CANBERRA, AAP – There seems little doubt the Reserve Bank will keep interest rates at record lows when its board meets on Tuesday, despite signs of a strengthening recovery from last year’s recession.
Central bank governor Philip Lowe has repeatedly said the board won’t take interest rates into negative territory.
He has also pledged the cash rate won’t increase from a record low 0.1 per cent until inflation is sustainably within the two to three per cent target, and probably not until 2024.
However, financial markets appear sceptical of such an outlook, with interest rates, or yields, on government bonds factoring in 0.5 per cent of rate hikes by the end of 2023.
Global bond yields have risen sharply in recent weeks on the view that the world economy will recover from the COVID-19 induced recession quicker than first thought, fuelling inflation.
Such market action runs at odds with what the RBA and other central banks are trying to achieve through massive bond buying programs, otherwise know as quantatitive easing, aimed at keeping market interest rates, and in turn borrowing costs, low.
At its February board meeting, while keeping the rate at 0.1 per cent on its suite of policy measures, the RBA also unexpectedly announced it will purchase an additional $100 billion in government and state bonds when an existing program ends in mid-April.

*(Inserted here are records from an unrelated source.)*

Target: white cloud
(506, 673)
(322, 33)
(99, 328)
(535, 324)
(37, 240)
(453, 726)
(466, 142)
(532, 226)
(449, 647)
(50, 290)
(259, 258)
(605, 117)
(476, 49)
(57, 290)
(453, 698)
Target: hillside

“My expectation is that the RBA will merely affirm current policies, though another attempted ‘big bang’ announcement of a larger and longer QE program can’t be ruled out,” BetaShares Capital chief economist David Bassanese said.
“Of course, the risk for the RBA – and global central banks in general – is that they find they can’t control yields as easily as they might have expected in the face of a market that determinedly disagrees with their benign inflation outlook or the likely actual path of central bank policy.”
Meanwhile, the final quarterly pieces for the December quarter national accounts jigsaw are also released on Tuesday – international trade and government spending.
The national accounts, which contain the latest economic growth figures, are released on Wednesday.
At this stage, economists are predicting the economy expanded by around 2.5 per cent in the final three months of 2020, building on the sharp 3.3 per cent recovery from recession in the September quarter.
Monthly building approvals figures for January are also due to be released.